Symptoms of activity in the Houses which promise a more varied undergraduate life than that afforded in the Freshman Halls, continue to appear. The most recent announcement is that an informal violin recital will be given on Monday evening at Dunster.

Thus far the two Houses have been little more than enlarged Freshman dormitories with the similarity between the old and the new residential systems particularly evident in a distrust of the common rooms. If these rooms of the Houses are to prove attractive to the undergraduate they must become more than mere reading rooms where magazines are provided for the entertainment of the residents. The failure of the Freshman Halls to bring any variation in the monotonous round of dormitory existence other than a spiritless smoker once during the year should have taught the University the futility of continuing in the old path. Common rooms will never break down social barriers at Harvard: they can, however, furnish in the Houses a place for informal musical entertainment, group meetings, and similar functions which could not and did not exist under the dormitory plan.
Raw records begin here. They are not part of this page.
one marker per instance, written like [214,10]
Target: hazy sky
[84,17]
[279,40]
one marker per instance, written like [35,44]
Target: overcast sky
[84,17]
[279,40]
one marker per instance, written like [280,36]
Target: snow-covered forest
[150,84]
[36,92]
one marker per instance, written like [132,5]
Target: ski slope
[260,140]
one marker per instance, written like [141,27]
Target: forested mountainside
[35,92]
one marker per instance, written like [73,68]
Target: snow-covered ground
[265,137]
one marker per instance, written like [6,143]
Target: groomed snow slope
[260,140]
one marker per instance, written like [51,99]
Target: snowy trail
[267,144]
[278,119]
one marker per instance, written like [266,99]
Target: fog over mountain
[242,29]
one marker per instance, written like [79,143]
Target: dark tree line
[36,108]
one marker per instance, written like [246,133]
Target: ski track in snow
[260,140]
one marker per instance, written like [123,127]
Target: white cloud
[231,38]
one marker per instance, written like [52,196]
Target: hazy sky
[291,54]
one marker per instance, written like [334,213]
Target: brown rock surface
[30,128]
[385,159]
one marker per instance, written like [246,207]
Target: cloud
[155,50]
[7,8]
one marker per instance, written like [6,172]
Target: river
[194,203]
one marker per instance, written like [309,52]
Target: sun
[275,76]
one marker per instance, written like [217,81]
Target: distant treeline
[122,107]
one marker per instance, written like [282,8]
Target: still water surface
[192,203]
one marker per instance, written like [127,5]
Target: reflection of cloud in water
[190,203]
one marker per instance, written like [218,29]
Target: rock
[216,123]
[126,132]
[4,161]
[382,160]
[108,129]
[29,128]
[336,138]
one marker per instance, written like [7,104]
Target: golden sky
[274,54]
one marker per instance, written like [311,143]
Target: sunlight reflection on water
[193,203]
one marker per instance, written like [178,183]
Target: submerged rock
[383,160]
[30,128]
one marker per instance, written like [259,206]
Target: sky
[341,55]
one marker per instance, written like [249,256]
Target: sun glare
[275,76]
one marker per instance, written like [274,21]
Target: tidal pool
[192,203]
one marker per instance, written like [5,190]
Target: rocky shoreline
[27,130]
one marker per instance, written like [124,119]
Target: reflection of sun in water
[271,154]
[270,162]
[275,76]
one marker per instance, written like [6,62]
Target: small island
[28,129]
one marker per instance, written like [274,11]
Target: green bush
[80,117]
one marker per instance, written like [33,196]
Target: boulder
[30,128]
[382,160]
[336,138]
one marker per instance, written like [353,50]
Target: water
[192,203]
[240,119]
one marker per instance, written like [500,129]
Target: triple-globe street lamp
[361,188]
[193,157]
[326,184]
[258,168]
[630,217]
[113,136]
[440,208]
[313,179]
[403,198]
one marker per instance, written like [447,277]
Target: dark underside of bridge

This was a plan which defied all efforts to secure continuity in any sort of undergraduate organization which had as its basis the residential unit. The Houses, on the other hand, supply ideal conditions for this purpose.

The common rooms are part of the House machinery which will aid the development and continuation of student groups. As a means to this end they can play an important part in the activities of the new units; they can do little more than this, but their contribution to undergraduate life will be much greater than that of the common rooms of the past.